Invalid JSON returned from Audio/Whisper endpoints

When using the Transcriptions and Translations endpoints from the Python API (openai.audio.transcriptions.create and openai.audio.translations.create), with response_format set to “verbose_json” or “json”, it returns something that is not valid JSON. The output begins with a custom data type, ie. “Transcription”, and contains parentheses, unescaped characters, single quotes, and other components that cause it to be invalid JSON.

Ex:

response = openai.audio.transcriptions.create(
    model="whisper-1", 
    file=audio_file,
    response_format="json"
)
# response
# Transcription(text='¿Cómo podría ser el mundo transformado? ¿Cómo vendría su reino? ... hasta el final, hasta lo último.')
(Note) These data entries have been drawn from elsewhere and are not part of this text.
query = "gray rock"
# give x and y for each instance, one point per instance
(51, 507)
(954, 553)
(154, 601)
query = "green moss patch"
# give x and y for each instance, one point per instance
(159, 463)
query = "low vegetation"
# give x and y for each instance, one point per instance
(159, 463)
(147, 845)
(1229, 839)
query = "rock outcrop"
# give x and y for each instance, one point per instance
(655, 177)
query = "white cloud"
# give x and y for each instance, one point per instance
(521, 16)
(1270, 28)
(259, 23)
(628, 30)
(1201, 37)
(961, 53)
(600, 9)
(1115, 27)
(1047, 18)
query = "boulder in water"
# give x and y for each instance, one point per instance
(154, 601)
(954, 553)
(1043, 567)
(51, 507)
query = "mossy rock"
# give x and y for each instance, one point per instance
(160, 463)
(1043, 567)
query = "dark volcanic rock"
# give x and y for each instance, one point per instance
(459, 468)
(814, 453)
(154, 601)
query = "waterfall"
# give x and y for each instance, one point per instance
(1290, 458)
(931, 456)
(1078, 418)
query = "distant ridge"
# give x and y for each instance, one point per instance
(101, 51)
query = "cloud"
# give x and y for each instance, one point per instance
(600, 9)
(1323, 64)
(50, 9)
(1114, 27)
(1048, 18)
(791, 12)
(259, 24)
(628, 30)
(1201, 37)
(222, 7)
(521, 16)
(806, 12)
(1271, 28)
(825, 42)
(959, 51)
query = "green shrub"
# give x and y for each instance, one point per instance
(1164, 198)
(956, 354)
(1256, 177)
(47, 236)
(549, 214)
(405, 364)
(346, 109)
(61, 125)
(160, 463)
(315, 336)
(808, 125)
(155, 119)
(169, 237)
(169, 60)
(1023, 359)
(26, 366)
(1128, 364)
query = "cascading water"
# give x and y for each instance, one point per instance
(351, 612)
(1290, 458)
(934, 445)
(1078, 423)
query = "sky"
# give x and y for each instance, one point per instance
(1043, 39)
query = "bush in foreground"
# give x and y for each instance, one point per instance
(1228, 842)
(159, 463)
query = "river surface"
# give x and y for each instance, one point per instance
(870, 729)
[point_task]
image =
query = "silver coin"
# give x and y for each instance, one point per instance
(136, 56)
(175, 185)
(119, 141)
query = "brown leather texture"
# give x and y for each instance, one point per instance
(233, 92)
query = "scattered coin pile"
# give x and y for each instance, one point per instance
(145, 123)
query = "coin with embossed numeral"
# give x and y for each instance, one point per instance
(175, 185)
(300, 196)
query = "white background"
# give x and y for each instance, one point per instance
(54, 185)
response = openai.audio.translations.create(
    model="whisper-1", 
    file=audio_file,
    response_format="json"
)
# response
# Translation(text='How could the world be transformed? How would his kingdom come? ... until the end, until the end.')
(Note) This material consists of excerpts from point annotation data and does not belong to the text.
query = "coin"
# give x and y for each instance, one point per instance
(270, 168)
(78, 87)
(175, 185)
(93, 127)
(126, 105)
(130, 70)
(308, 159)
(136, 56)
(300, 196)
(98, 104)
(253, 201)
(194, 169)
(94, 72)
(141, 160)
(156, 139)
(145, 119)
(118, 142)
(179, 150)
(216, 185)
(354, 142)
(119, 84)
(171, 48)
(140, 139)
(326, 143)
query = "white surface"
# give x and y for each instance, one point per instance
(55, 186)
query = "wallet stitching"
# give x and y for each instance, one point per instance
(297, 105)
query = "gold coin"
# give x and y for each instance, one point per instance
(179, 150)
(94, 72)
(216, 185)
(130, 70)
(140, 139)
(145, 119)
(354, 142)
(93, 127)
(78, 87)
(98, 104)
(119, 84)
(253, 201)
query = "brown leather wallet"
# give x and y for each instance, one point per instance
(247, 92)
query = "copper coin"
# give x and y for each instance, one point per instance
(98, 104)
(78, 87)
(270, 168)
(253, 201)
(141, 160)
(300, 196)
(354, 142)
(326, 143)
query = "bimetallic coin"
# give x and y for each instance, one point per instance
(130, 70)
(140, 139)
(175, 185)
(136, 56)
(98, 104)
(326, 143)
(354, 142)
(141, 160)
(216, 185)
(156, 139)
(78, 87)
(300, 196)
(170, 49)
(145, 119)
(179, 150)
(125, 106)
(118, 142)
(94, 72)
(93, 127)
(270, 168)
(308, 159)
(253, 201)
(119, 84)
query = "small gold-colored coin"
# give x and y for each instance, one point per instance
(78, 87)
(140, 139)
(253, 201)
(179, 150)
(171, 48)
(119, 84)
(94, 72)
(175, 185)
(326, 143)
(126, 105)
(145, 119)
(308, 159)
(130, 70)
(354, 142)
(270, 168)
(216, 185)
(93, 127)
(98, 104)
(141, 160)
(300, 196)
Note: the text field has been abbreviated with “…” for space in the outputs.

Test was done with the following:

  • a Jupyter notebook
  • Python 3.12.1
  • OpenAI Python SDK, version 1.30.1

I had the same issue. Surprised that this issue hasn’t been resolved for more than a month.

Has anybody heard if/when this will be fixed? Feels a bit weird having inconsistent response payload formats across APIs.